About the management of the National Library of Indonesia, Syarif reclined that they had wholly closed access to physical resources, and they only provided digital resources to clients. Anyone who wanted to access resources through the site could access thousands of resources while searching.

He continued that they had a page of the collections to provide information about the Coronavirus to the audience.
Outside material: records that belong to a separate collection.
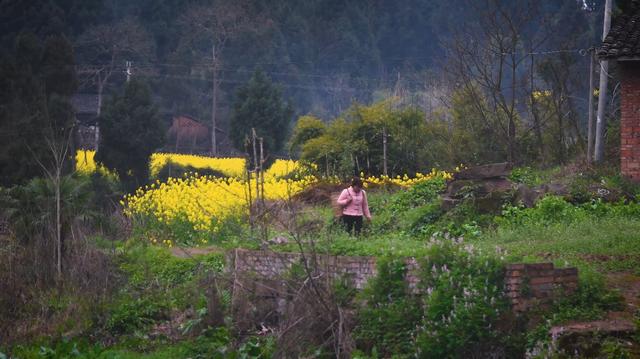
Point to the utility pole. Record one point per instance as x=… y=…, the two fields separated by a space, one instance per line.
x=602 y=88
x=128 y=65
x=214 y=102
x=384 y=151
x=590 y=124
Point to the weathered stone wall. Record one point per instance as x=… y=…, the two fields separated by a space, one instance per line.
x=263 y=271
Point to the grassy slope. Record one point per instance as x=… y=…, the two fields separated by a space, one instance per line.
x=610 y=244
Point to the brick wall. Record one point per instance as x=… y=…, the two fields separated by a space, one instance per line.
x=525 y=284
x=630 y=121
x=537 y=284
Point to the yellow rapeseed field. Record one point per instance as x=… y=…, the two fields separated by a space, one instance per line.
x=202 y=203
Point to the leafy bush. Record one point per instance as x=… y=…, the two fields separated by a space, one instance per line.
x=461 y=302
x=388 y=322
x=132 y=314
x=399 y=209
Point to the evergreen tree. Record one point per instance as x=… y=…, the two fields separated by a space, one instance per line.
x=37 y=81
x=259 y=105
x=131 y=130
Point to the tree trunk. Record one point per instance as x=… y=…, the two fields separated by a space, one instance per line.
x=58 y=225
x=602 y=96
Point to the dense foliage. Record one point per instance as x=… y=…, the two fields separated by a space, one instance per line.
x=130 y=132
x=259 y=105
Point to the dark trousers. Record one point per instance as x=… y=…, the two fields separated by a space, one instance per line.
x=352 y=223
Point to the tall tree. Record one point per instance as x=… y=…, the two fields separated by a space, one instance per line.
x=36 y=82
x=216 y=25
x=104 y=49
x=259 y=105
x=131 y=131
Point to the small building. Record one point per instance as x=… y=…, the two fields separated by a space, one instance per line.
x=186 y=135
x=622 y=45
x=86 y=110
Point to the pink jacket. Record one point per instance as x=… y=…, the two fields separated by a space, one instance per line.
x=355 y=204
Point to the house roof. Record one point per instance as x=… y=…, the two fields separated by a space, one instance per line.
x=85 y=104
x=623 y=40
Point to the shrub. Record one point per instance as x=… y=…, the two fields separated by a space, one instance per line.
x=175 y=170
x=388 y=322
x=132 y=314
x=461 y=302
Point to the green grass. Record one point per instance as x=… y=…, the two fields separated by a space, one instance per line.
x=608 y=244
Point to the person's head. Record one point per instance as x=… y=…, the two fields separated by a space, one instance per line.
x=356 y=184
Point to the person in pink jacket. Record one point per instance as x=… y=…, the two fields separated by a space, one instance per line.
x=354 y=206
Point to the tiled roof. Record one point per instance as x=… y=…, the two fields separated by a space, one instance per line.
x=623 y=40
x=85 y=103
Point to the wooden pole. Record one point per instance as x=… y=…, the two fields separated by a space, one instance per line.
x=384 y=151
x=214 y=103
x=602 y=88
x=590 y=123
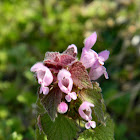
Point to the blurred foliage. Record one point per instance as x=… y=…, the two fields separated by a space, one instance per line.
x=30 y=28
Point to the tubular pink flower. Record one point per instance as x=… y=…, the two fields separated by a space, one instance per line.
x=73 y=46
x=43 y=89
x=102 y=57
x=88 y=57
x=70 y=96
x=90 y=41
x=44 y=75
x=90 y=124
x=65 y=81
x=85 y=110
x=95 y=73
x=62 y=108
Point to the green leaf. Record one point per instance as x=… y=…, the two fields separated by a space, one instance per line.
x=51 y=101
x=99 y=133
x=94 y=96
x=62 y=128
x=80 y=76
x=39 y=135
x=70 y=51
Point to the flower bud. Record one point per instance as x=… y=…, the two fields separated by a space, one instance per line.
x=62 y=108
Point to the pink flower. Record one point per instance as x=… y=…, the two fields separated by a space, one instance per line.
x=44 y=75
x=89 y=57
x=85 y=110
x=62 y=108
x=96 y=72
x=90 y=124
x=45 y=90
x=70 y=96
x=101 y=58
x=90 y=41
x=73 y=46
x=65 y=81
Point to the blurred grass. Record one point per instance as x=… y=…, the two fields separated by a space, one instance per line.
x=30 y=28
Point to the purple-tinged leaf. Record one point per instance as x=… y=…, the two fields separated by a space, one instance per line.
x=66 y=59
x=51 y=102
x=94 y=96
x=70 y=51
x=80 y=76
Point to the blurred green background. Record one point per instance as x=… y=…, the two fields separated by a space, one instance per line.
x=29 y=28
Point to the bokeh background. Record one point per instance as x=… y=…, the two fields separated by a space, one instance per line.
x=29 y=28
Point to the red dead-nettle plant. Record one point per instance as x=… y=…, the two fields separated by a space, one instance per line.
x=70 y=104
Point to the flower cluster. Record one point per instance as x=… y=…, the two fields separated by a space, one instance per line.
x=69 y=74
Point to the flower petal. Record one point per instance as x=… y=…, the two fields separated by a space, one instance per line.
x=73 y=95
x=63 y=73
x=95 y=73
x=104 y=55
x=85 y=106
x=87 y=125
x=40 y=76
x=38 y=66
x=73 y=46
x=68 y=98
x=92 y=124
x=62 y=108
x=45 y=90
x=48 y=78
x=90 y=41
x=88 y=58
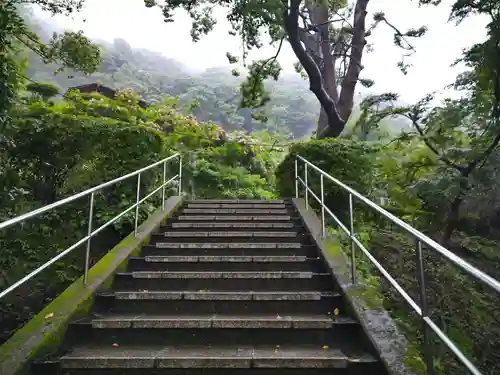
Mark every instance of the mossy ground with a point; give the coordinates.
(43, 334)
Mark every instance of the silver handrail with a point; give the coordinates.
(421, 310)
(90, 232)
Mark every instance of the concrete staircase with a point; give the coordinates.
(226, 287)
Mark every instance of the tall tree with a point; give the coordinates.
(327, 36)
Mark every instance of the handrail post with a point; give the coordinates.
(180, 175)
(323, 224)
(306, 187)
(163, 184)
(353, 245)
(89, 234)
(429, 362)
(296, 179)
(137, 204)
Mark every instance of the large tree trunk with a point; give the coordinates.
(335, 108)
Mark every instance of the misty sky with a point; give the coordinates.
(142, 27)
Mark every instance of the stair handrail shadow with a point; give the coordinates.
(422, 309)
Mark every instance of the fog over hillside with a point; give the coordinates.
(292, 110)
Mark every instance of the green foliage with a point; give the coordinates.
(44, 90)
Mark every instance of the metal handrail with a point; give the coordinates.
(91, 233)
(421, 310)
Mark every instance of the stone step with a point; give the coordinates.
(224, 263)
(250, 218)
(232, 226)
(237, 205)
(226, 245)
(124, 357)
(360, 369)
(224, 281)
(53, 368)
(229, 249)
(232, 234)
(196, 240)
(235, 211)
(296, 321)
(222, 275)
(209, 302)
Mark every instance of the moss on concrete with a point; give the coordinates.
(44, 333)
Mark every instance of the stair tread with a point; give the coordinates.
(229, 245)
(185, 357)
(222, 274)
(247, 217)
(178, 233)
(230, 225)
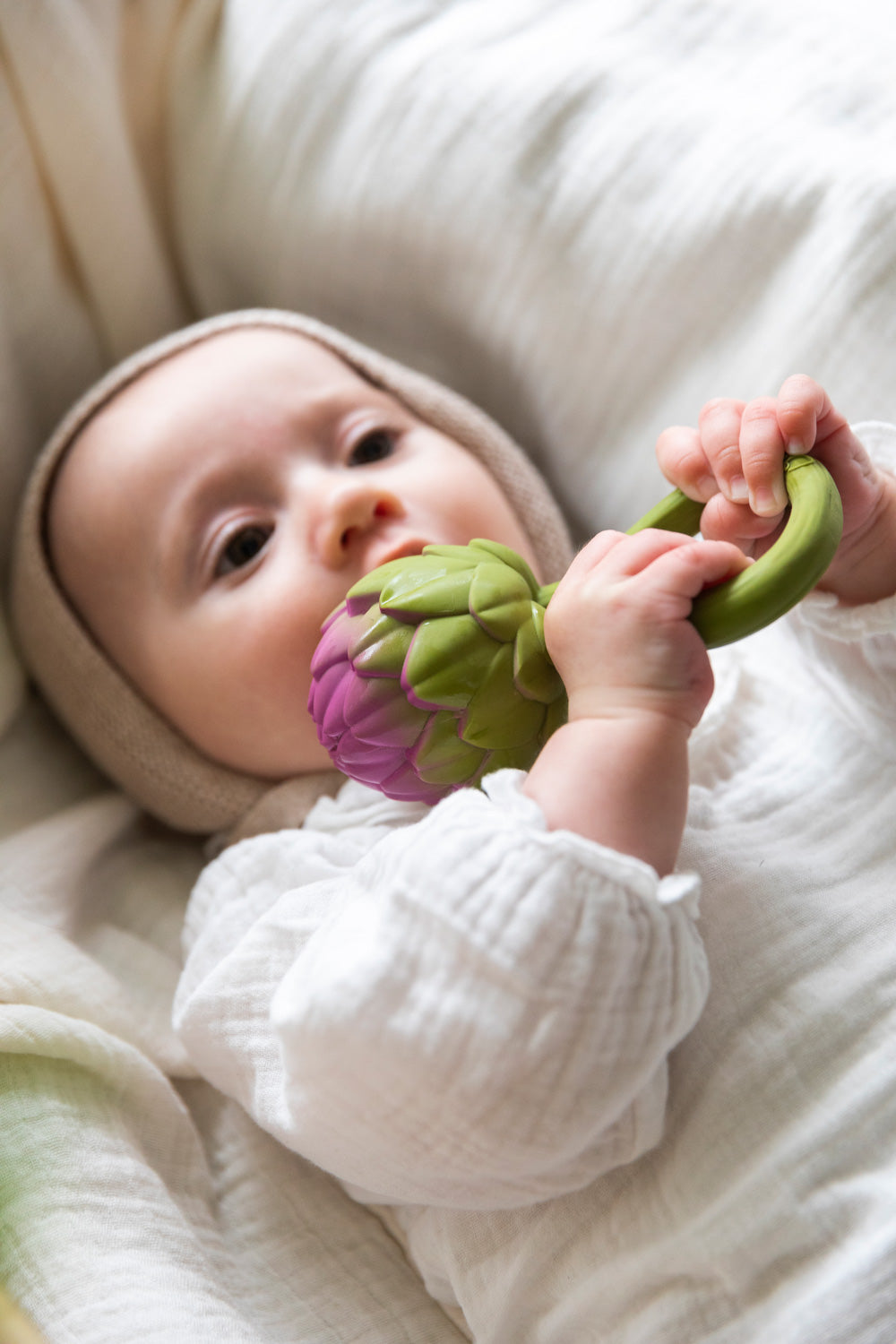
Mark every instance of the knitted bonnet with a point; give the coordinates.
(110, 719)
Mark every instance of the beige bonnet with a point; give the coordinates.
(120, 730)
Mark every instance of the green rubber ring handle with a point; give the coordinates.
(785, 574)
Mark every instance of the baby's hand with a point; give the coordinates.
(734, 462)
(618, 632)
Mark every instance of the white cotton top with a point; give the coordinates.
(501, 1037)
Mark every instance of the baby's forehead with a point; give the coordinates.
(218, 375)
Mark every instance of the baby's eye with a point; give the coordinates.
(242, 547)
(371, 448)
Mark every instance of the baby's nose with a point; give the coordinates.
(355, 515)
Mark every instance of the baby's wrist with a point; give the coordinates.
(638, 712)
(866, 572)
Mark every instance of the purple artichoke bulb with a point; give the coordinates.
(435, 672)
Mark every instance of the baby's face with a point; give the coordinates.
(211, 516)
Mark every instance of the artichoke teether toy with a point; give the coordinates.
(435, 671)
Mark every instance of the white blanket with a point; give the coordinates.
(587, 217)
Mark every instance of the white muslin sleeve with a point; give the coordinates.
(466, 1011)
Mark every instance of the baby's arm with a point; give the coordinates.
(638, 679)
(732, 460)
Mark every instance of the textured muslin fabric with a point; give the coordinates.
(469, 1019)
(105, 712)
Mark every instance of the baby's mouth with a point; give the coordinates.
(413, 546)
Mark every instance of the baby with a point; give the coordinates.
(466, 1013)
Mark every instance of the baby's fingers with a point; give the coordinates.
(685, 572)
(684, 462)
(806, 414)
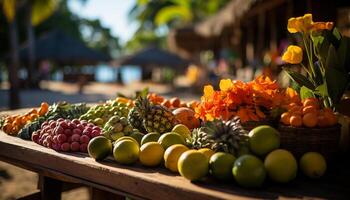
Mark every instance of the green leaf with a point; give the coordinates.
(300, 79)
(305, 93)
(169, 13)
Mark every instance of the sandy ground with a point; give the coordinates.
(16, 182)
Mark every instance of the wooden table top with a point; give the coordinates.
(158, 183)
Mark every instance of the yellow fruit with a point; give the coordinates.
(313, 164)
(126, 151)
(310, 120)
(182, 130)
(170, 138)
(193, 165)
(221, 165)
(151, 154)
(281, 166)
(207, 152)
(263, 139)
(172, 155)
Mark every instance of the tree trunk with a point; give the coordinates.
(31, 45)
(14, 101)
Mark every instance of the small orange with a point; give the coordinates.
(310, 120)
(295, 120)
(309, 109)
(285, 118)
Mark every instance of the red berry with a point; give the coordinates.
(83, 148)
(95, 133)
(68, 132)
(72, 125)
(84, 139)
(65, 146)
(75, 146)
(61, 138)
(75, 138)
(76, 131)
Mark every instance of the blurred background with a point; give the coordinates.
(91, 50)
He also had other supplies that provided patrons information to the National Library of Indonesia, which kept them in touch with the National Library of Indonesia.

Regarding the number of libraries in Indonesia, Syarif said that the National Library of Indonesia was in contact with more than 1,500 libraries and had 10 million digital resources.

He added that there were also many libraries at the provincial level, which were located in 33 provinces; moreover, they had extensive connections with the country’s universities and 10,000 specialized libraries.

Asked by Broujerdi about the number of Islamic and manuscript sources in Indonesia, Syarif replied that the National Library of Indonesia also possesses Arabic sources, Arabic and Persian manuscripts, and sources on developments in the Middle East.

Broujerdi welcomed the exchange of such information in the form of the memorandum mentioned above. “Is there a place in the National Library of Indonesia where we can introduce Iranian culture?” In response, Syarif said that over the years, many countries had requested to have a coroner in the National Library of Indonesia, which was provided to them, and Iran could have this request so that they would make it possible.

In the end, the head of the National Library of Indonesia, referring to the good relations between Indonesia and Iran, expressed hope that cultural discussions between the two libraries would continue and that the Iranian Embassy in Indonesia would facilitate the connection between the two organizations.